PISELLO

Pisum sativum – Famiglia Leguminosae

SEMINA

Il pisello solitamente viene seminato. Si semina fra marzo e aprile (nei mesi più freddi è bene coprire il terreno con il tessuto-non tessuto, perché i germogli temono il gelo). Il terreno va lavorato in autunno, o all’uscita dall’inverno; se si segue il sistema consigliato, con prose di coltivazione permanenti (strisce di terreno larghe 70 cm, rialzate rispetto ai camminamenti di 10-20 cm, su cui si andrà a coltivare), si lavora solo la parte dedicata alle colture. Le lavorazioni si possono effettuare con la zappetta; possono essere superficiali, di 15-20 cm. È necessario creare delle file con la zappetta che dovranno avere una profondità di circa 2-3 cm. Questo per le varietà nane. Per quelle rampicanti conviene fare delle buche e in ogni buca mettere circa 3-4 semi; per ogni metro quadro di terreno si usano circa 13-20 g di semi senza differenze tra piante nane o rampicanti. Il pisello ha un ciclo vegetativo, dalla semina alla raccolta, di circa 3 mesi; non sopporta una temperatura sotto i 5 °C e la temperatura ottimale è fra i 18 e i 20 °C. Quando le piantine saranno alte circa 5-8 cm bisognerà diradarle, cioè eliminare le piantine in eccesso per evitare che tra piantine vicine ci sia competizione per la luce e per l’acqua, rischiando di non far sviluppare l’ortaggio.

TRAPIANTO

Il pisello può essere anche trapiantato (stesso periodo della semina) quando è già piantina, ma come pratica è di minor importanza rispetto alla semina.
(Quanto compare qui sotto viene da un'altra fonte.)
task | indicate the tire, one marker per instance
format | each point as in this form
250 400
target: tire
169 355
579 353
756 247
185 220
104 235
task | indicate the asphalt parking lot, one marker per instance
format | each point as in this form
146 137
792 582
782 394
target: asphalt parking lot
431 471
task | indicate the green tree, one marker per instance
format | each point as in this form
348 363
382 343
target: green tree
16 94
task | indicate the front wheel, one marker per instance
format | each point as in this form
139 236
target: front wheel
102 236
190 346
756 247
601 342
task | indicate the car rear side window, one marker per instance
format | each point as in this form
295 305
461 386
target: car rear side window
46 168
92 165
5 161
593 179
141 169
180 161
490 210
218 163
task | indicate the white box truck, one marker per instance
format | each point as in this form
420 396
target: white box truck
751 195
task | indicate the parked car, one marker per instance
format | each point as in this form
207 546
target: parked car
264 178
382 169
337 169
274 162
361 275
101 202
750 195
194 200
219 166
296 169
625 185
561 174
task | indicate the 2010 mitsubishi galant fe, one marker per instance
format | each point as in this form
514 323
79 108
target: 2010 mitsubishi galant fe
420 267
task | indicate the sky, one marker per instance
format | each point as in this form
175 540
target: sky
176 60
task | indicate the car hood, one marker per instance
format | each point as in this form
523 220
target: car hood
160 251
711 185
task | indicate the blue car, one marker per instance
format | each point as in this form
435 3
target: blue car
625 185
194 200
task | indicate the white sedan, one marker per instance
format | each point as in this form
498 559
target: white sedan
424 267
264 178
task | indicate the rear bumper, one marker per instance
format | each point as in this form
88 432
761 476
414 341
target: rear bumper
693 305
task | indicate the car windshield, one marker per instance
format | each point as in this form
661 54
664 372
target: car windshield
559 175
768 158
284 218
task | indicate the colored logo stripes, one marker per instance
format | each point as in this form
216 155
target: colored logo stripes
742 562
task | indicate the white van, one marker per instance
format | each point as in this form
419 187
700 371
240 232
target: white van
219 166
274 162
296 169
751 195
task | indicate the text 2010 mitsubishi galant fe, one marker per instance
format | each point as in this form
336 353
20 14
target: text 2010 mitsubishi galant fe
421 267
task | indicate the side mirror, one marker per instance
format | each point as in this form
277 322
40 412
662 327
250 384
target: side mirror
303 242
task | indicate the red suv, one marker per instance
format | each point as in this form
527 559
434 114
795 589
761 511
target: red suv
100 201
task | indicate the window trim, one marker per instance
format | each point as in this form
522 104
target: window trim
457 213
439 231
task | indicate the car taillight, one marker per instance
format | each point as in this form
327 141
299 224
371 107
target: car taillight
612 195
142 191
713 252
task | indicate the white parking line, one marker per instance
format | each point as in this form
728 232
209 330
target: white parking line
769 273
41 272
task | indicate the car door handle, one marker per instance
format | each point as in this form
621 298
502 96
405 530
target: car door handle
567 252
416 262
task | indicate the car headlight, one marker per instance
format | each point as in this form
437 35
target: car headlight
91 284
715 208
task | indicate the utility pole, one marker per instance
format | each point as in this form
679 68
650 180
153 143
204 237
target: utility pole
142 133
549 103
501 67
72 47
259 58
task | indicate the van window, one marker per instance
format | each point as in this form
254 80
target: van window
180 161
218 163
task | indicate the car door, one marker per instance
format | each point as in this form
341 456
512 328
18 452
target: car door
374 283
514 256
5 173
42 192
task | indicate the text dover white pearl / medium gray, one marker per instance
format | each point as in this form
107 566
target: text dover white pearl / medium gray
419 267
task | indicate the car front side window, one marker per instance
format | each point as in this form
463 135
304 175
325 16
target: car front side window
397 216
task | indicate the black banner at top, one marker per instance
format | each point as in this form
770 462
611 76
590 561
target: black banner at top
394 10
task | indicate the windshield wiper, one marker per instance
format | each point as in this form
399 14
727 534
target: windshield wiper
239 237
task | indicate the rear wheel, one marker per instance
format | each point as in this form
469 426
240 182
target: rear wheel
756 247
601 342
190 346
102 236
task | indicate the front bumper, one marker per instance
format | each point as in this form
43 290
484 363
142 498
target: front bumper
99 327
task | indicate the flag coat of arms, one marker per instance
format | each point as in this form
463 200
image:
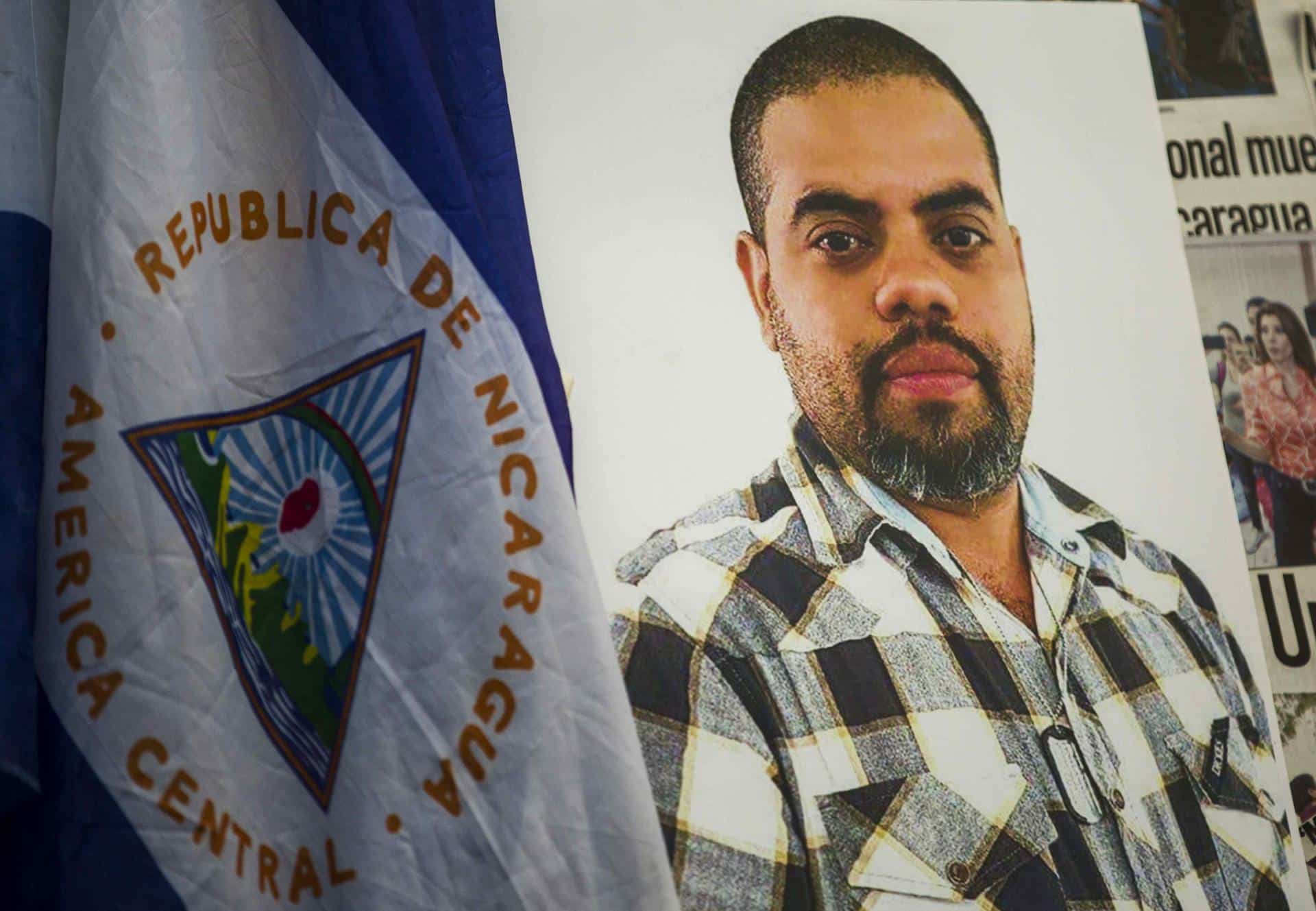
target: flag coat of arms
313 619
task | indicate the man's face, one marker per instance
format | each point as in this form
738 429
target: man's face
894 289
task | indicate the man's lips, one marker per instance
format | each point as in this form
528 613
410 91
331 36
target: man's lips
931 370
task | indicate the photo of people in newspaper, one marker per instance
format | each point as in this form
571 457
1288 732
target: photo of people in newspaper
1263 376
1206 48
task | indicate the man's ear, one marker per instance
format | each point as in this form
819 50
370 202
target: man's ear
752 260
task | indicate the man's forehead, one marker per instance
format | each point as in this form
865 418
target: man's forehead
901 133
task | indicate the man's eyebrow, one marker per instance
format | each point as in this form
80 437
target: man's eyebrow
955 197
832 202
Qui le piantine verranno posizionate in file secondo le distanze di impianto.

CRESCITA

Per venir bene, i piselli nani hanno bisogno di un impianto A2, mentre i rampicanti di un impianto A4; entrambi necessitano di manichetta 1.

In caso di semina, ai piselli rampicanti bisogna garantire un sostegno: normalmente consiste in 3 pali, solitamente in bambù, da mettere, in corrispondenza della singola piantina, a forma di capanna, legandoli insieme in punta.

Una volta colti, i piselli lasciano un terreno migliore di come lo avevano trovato in quanto sono specie cosiddette azotofissatrici, cioè in grado di prendere l’azoto che è nell’aria e usarlo come elemento nutritivo fissandolo nel terreno tramite le proprie radici; si possono alternare con le solanacee, ad esempio pomodoro, peperone, melanzana, patata; meglio evitare invece di ripiantare altri piselli oppure altre leguminose (fagiolino, fava) e liliacee (aglio, asparago, cipolla, porro).

Le distanze che si vengono a creare con l’impianto possono permettere di coltivare altre specie orticole sulla stessa prosa di coltivazione come ad esempio:

  • l’insalata, il ravanello e la valerianella sia per semine/trapianti contemporanei sia se queste colture sono appena all’inizio del loro ciclo di sviluppo

La consociazione è ottima con la calendula, la borragine.

Per coglierli devono presentare i semi che hanno raggiunto il loro pieno sviluppo, secondo le caratteristiche specifiche della varietà.

Fra i primi che si raccolgono e gli ultimi potranno passare più o meno 2-3 settimane.

VARIETÀ RACCOMANDATE

Le varietà di piselli sono raggruppabili a seconda della taglia (nane e rampicanti):

  • nane: Meraviglia d’Italia
  • rampicanti: Telefono

NOTE

Il pisello è caratterizzato da un medio valore energetico, un apprezzabile contenuto in fibra e sali minerali quali potassio, fosforo, calcio e ferro.